Diaper dilemma

Kristin Finklestein, ’07, and Maya Ammons, ’06, founders of ShareBaby, at their warehouse
ShareBaby founders, Kristin Finkelstein, ’07, left, and Maya Ammons, ’06
Photograph by Stephen Voss

Remember the toilet paper shortage of 2020? Now imagine it never ended. That’s the unfortunate reality in this country for many families trying to keep up with their children’s need for diapers.

It’s called “diaper need.” Families cannot always afford enough diapers to keep their babies clean, dry, and healthy. Two Spiders — Kristin Finkelstein, ’07, and Maya Ammons, ’06 — joined forces to combat this unmet need from a 9,000-square-foot warehouse in Baltimore. The nonprofit they created, ShareBaby, distributes 200,000 diapers each month. ShareBaby also offers a pantry of baby supplies to more than 60 community partners.

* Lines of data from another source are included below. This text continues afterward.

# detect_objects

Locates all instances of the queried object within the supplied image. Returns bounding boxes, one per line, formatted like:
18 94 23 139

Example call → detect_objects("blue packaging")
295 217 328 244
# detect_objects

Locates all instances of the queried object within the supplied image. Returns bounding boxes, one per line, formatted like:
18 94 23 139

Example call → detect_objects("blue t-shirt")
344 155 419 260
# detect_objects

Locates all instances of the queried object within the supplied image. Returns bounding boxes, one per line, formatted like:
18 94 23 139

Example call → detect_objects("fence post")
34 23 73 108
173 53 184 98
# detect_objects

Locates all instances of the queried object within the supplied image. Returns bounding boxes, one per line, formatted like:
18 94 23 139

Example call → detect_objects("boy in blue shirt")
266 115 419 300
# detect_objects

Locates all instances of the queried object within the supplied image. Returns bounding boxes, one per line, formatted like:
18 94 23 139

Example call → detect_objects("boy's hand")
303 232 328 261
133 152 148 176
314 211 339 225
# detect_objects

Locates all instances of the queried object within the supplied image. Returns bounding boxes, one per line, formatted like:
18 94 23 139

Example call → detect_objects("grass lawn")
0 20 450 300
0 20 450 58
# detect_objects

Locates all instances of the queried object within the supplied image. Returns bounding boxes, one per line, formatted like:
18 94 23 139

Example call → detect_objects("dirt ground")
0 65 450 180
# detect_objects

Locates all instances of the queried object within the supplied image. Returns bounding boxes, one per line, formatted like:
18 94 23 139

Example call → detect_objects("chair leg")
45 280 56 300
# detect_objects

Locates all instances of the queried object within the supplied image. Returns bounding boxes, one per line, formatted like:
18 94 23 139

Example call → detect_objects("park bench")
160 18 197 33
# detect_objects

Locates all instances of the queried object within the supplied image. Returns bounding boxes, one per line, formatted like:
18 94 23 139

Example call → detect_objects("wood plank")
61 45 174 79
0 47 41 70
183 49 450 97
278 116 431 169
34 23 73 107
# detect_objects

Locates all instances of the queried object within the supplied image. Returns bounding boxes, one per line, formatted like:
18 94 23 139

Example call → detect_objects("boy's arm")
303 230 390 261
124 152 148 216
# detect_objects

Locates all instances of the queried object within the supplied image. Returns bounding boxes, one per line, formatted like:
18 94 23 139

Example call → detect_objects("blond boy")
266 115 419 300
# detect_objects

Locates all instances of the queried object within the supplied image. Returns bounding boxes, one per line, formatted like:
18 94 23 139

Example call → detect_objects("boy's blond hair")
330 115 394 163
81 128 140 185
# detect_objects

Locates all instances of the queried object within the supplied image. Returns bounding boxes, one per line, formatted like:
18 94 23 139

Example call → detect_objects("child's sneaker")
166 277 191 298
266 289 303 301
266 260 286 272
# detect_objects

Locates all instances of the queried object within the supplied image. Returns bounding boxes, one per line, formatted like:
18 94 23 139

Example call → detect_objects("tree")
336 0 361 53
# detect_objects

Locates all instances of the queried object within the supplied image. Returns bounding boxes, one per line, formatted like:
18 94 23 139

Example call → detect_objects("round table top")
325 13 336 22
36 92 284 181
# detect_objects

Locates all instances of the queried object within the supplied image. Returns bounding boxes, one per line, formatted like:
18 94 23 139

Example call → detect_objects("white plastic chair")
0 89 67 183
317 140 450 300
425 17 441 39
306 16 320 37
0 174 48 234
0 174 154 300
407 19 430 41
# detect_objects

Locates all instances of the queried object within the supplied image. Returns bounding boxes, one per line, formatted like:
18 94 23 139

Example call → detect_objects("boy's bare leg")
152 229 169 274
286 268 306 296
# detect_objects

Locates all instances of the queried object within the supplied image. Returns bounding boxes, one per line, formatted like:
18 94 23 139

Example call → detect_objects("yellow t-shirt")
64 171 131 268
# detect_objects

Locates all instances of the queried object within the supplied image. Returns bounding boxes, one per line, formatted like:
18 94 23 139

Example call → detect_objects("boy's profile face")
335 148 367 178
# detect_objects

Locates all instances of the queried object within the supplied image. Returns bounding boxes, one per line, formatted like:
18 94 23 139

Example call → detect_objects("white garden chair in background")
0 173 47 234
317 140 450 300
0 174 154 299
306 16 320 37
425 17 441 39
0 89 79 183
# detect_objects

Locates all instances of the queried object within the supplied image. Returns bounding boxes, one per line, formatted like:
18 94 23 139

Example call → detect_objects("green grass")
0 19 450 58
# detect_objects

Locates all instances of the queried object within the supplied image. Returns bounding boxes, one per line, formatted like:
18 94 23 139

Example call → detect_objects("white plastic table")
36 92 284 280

Finkelstein and Ammons were both moms with surplus baby supplies when they realized there were no organizations that accepted those items as donations.

“Maya and I were talking with our friend and third co-founder, Kate Mumaw, about the lack of organizations that accepted baby gear and clothing,” Finkelstein says. “We did some research and discovered Baltimore had a huge need for children's items but no way to get new and gently used items to those families.” The trio reached out to friends and began collecting these supplies in their garages to take to the local organizations that needed them.

“That was how we started back in 2014,” Finkelstein says. “But now we’ve moved into a fully functional warehouse with five full-time staff members.”

But what Finkelstein recalls most fondly is how she and Ammons met. “It was my first day of freshman year. Maya was a sophomore, and she heard I was also from Baltimore. She came to my dorm building and found my room. We became close friends throughout college. ShareBaby wouldn't have happened had Maya not come to find me.”

Ammons agrees, emphasizing that establishing and sustaining collegiate connections has been incredibly valuable. “I would have never imagined during our time at Richmond that we would have gotten together post-college and created such a beneficial organization for the Baltimore community,” Ammons says. “We are proud of our Richmond educations and so grateful that the school brought us together. We encourage everyone to stay connected. You never know what can come from it.”